Juventude conectada e fé digitalizada
A nova geração evangélica não se parece com a dos seus pais. Ela não se contenta com cultos tradicionais, de duas horas. Quer Instagram, TikTok, música eletrônica e pastores que falam sua linguagem. E têm opções: desde a igreja para fãs de heavy metal até aquela que substitui o púlpito por uma prancha de surf e oferece uma série de esportes radicais para seus fiéis. Pastor filiado à Ordem dos Pastores Batistas do Brasil e Mestre em Teologia, Joás Menezes explica que esse novo modelo de igrejas mais informais seguem uma trajetória que, ao invés de esperar que as pessoas cheguem, vão ao encontro delas. “Falam sua linguagem, entendem seus códigos culturais e oferecem um ambiente com o qual eles se identificam, seja pela forma de se vestir, pela música ou pelo jeito de se comunicar”, explica.
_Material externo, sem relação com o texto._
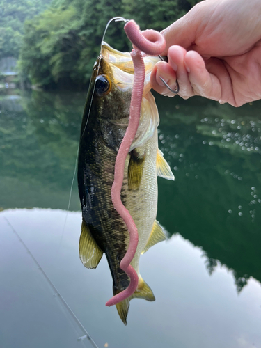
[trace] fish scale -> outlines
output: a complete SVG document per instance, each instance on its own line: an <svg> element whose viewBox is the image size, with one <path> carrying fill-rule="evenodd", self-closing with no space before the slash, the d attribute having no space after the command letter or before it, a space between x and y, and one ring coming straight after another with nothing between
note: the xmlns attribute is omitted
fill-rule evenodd
<svg viewBox="0 0 261 348"><path fill-rule="evenodd" d="M166 239L155 220L157 176L173 179L169 166L158 150L159 116L149 91L150 74L158 61L157 57L144 58L145 81L141 118L125 160L121 189L122 202L132 215L139 234L138 246L131 262L139 276L138 288L131 296L116 304L125 324L132 299L155 301L151 289L141 276L139 263L141 253ZM129 276L120 267L128 248L129 234L113 207L111 187L116 155L129 116L133 78L129 53L120 52L103 42L87 95L79 150L78 187L83 212L80 258L87 268L95 268L105 253L114 295L129 285Z"/></svg>

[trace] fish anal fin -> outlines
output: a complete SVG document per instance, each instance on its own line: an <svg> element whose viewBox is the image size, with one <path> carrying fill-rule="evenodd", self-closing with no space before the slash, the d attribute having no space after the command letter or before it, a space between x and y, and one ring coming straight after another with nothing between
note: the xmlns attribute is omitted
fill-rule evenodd
<svg viewBox="0 0 261 348"><path fill-rule="evenodd" d="M127 317L128 315L129 301L132 299L143 299L147 301L155 301L155 297L153 294L152 290L148 285L141 277L139 278L138 287L134 294L127 299L116 303L116 308L120 319L125 325L127 325Z"/></svg>
<svg viewBox="0 0 261 348"><path fill-rule="evenodd" d="M159 242L162 242L164 240L166 240L166 239L167 238L162 227L159 225L159 222L155 220L154 221L152 230L150 232L149 239L147 242L147 244L145 245L144 249L142 251L141 253L143 254L151 246L153 246L154 245L157 244L157 243L159 243Z"/></svg>
<svg viewBox="0 0 261 348"><path fill-rule="evenodd" d="M147 283L143 280L141 276L139 277L137 289L131 297L132 299L143 299L144 300L150 301L155 301L155 297L153 294L152 290L150 289Z"/></svg>
<svg viewBox="0 0 261 348"><path fill-rule="evenodd" d="M143 172L145 153L141 153L137 148L130 152L128 167L128 188L129 190L138 189Z"/></svg>
<svg viewBox="0 0 261 348"><path fill-rule="evenodd" d="M171 171L171 167L163 157L163 153L158 149L157 152L157 175L168 180L174 180L174 175Z"/></svg>
<svg viewBox="0 0 261 348"><path fill-rule="evenodd" d="M120 318L123 322L125 325L127 325L127 317L128 315L129 301L132 299L128 297L125 300L123 300L118 303L116 303L116 308L118 310L118 314L120 315Z"/></svg>
<svg viewBox="0 0 261 348"><path fill-rule="evenodd" d="M81 262L86 268L96 268L102 254L102 251L97 246L88 226L83 220L79 242L79 255Z"/></svg>

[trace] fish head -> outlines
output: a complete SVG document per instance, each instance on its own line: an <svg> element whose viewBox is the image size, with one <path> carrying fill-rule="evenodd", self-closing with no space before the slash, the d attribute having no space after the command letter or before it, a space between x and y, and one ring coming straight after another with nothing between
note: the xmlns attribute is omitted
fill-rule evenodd
<svg viewBox="0 0 261 348"><path fill-rule="evenodd" d="M159 123L157 109L150 90L150 73L158 57L145 57L145 78L139 125L129 151L141 146ZM134 69L129 52L102 43L95 61L84 113L81 136L86 129L96 132L106 146L118 152L129 123Z"/></svg>

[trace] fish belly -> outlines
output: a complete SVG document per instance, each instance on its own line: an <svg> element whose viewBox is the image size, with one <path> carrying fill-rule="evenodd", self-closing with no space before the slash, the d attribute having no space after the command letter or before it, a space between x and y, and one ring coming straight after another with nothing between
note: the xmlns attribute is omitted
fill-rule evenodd
<svg viewBox="0 0 261 348"><path fill-rule="evenodd" d="M140 186L136 190L129 191L125 206L132 215L136 226L139 234L137 249L131 264L140 276L139 262L141 252L143 251L152 230L157 215L157 130L144 144L143 150L145 159ZM126 162L128 162L126 161ZM125 177L127 175L128 163L125 163ZM125 193L122 187L122 194Z"/></svg>

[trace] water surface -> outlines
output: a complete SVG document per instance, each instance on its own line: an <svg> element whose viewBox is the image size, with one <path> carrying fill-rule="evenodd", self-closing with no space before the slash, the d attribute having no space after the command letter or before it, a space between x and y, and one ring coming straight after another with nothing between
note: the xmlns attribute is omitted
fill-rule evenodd
<svg viewBox="0 0 261 348"><path fill-rule="evenodd" d="M0 346L91 347L9 221L99 347L261 347L261 103L157 98L159 145L175 176L159 178L170 239L143 256L157 301L132 301L125 327L104 306L105 258L96 270L79 260L76 183L59 247L84 100L0 98Z"/></svg>

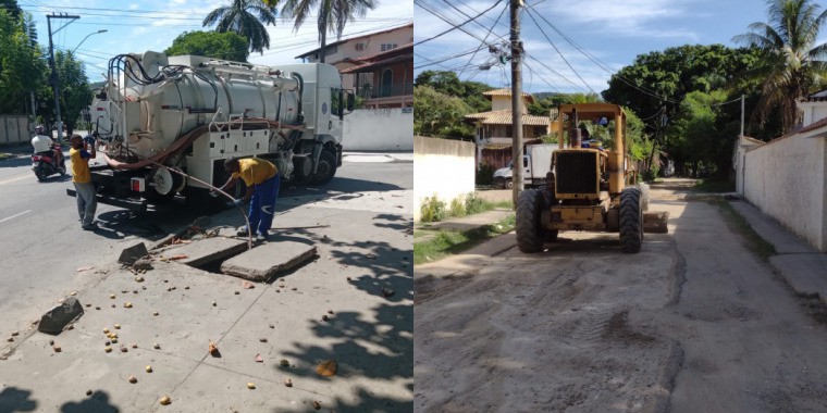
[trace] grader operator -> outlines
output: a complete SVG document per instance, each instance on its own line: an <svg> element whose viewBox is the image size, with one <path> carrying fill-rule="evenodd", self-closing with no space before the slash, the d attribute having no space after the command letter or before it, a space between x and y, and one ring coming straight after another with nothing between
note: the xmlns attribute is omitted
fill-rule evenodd
<svg viewBox="0 0 827 413"><path fill-rule="evenodd" d="M638 173L629 159L626 113L609 103L560 105L557 136L559 148L552 155L545 188L520 193L517 204L517 246L522 252L539 252L560 230L593 230L620 234L624 252L640 252L649 188L635 185ZM582 141L579 120L615 123L614 148L593 148ZM568 126L568 132L567 132ZM568 145L566 143L568 136ZM666 230L666 213L649 215L652 229Z"/></svg>

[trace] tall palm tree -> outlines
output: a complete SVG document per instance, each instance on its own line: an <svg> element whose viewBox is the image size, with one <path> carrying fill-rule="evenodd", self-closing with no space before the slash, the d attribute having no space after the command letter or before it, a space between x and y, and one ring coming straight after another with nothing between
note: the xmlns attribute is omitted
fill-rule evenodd
<svg viewBox="0 0 827 413"><path fill-rule="evenodd" d="M287 0L282 7L282 17L294 20L294 30L298 30L311 10L318 10L317 26L319 28L319 62L324 63L328 32L342 39L342 32L348 21L365 17L368 10L373 10L377 0Z"/></svg>
<svg viewBox="0 0 827 413"><path fill-rule="evenodd" d="M270 49L270 35L266 26L275 26L275 3L276 1L272 0L232 0L229 5L220 7L207 14L202 25L217 25L218 33L235 32L247 38L250 51L264 54L264 49Z"/></svg>
<svg viewBox="0 0 827 413"><path fill-rule="evenodd" d="M800 121L795 99L825 79L827 43L815 45L818 30L827 21L827 10L812 0L767 0L769 23L756 22L750 32L732 41L757 47L766 58L754 72L763 79L757 115L766 121L770 110L780 105L781 125L790 132Z"/></svg>

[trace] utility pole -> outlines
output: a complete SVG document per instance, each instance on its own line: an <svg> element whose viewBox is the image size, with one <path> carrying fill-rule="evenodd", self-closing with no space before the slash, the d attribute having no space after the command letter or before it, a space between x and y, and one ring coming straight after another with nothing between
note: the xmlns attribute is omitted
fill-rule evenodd
<svg viewBox="0 0 827 413"><path fill-rule="evenodd" d="M739 135L740 137L743 137L743 112L744 112L745 107L746 105L744 104L744 96L741 95L741 135Z"/></svg>
<svg viewBox="0 0 827 413"><path fill-rule="evenodd" d="M52 90L54 91L54 116L57 117L55 121L58 123L58 143L63 141L63 122L61 122L60 118L60 82L58 79L58 68L54 66L54 45L52 43L52 30L51 30L51 20L52 18L70 18L69 23L72 23L73 21L81 18L81 16L77 15L69 15L69 14L47 14L46 15L46 25L49 28L49 66L51 66L51 78L52 78ZM60 32L63 29L63 27L66 27L69 24L64 24L61 28L57 29L54 33ZM48 127L48 125L47 125Z"/></svg>
<svg viewBox="0 0 827 413"><path fill-rule="evenodd" d="M514 188L511 200L514 209L517 209L517 201L522 191L522 74L521 74L521 52L522 42L520 41L520 8L522 0L511 1L511 160L514 172Z"/></svg>

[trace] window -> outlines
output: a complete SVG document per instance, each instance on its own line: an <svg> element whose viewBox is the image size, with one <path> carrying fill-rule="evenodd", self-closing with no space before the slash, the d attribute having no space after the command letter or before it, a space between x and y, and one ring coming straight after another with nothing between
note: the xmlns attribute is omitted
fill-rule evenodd
<svg viewBox="0 0 827 413"><path fill-rule="evenodd" d="M393 82L394 82L394 71L390 68L385 68L382 71L382 93L381 97L388 97L391 96L391 91L393 90Z"/></svg>

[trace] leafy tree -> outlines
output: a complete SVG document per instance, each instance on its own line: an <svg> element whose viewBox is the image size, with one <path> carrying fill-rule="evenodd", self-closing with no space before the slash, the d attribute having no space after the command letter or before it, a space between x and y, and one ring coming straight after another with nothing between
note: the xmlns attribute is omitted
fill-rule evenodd
<svg viewBox="0 0 827 413"><path fill-rule="evenodd" d="M246 62L249 55L247 39L233 32L184 32L163 53L195 54L234 62Z"/></svg>
<svg viewBox="0 0 827 413"><path fill-rule="evenodd" d="M250 51L264 54L264 49L270 49L267 25L275 26L275 5L268 5L262 0L231 0L230 5L207 14L202 25L215 25L218 33L234 32L244 36Z"/></svg>
<svg viewBox="0 0 827 413"><path fill-rule="evenodd" d="M473 110L457 97L430 86L414 87L414 133L441 138L472 138L473 129L462 116Z"/></svg>
<svg viewBox="0 0 827 413"><path fill-rule="evenodd" d="M462 99L472 108L472 112L479 113L491 110L491 101L482 93L494 89L479 82L460 80L454 72L424 71L414 80L416 86L429 86L440 93Z"/></svg>
<svg viewBox="0 0 827 413"><path fill-rule="evenodd" d="M26 96L41 85L46 63L29 38L32 16L0 8L0 112L25 113Z"/></svg>
<svg viewBox="0 0 827 413"><path fill-rule="evenodd" d="M318 13L319 61L324 63L328 33L335 34L337 40L342 39L347 22L354 22L356 16L365 17L368 10L373 10L377 4L375 0L287 0L282 7L282 14L285 18L293 18L293 29L298 30L311 12Z"/></svg>
<svg viewBox="0 0 827 413"><path fill-rule="evenodd" d="M761 77L762 123L775 105L781 108L783 132L800 121L795 100L823 82L827 75L827 43L816 46L818 32L827 22L827 10L812 0L768 0L769 23L755 22L750 32L732 38L763 52L760 66L751 72Z"/></svg>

Mas a doutrina cede espaço?
Para alguns, essa modernização cobra um preço. A doutrina dá lugar ao entretenimento e ao espetáculo. Pastores-influencers vendem lifestyle e prometem prosperidade espiritual e material. A fé se torna produto, e muitos fiéis não distinguem fé e propaganda.
O marketing da salvação
Por trás do crescimento evangélico, há uma máquina econômica poderosa. Dízimos, ofertas, produtos licenciados, shows gospel, editoras cristãs, a fé virou indústria bilionária. Megaigrejas constroem impérios midiáticos, pastores viram celebridades e templos viram shoppings da salvação. Mas esse poder também abre espaço para escândalos: disputas familiares, práticas abusivas, lideranças controversas.
Disputa de louvor
A disputa religiosa vai além da fé. Ela busca oferecer sentido e acolhimento em um país desigual. Enquanto uns prometem milagres, outros oferecem tradição. O futuro religioso do Brasil não será decidido pelo tamanho dos templos, mas por quem conseguir conciliar fé, inclusão e justiça social.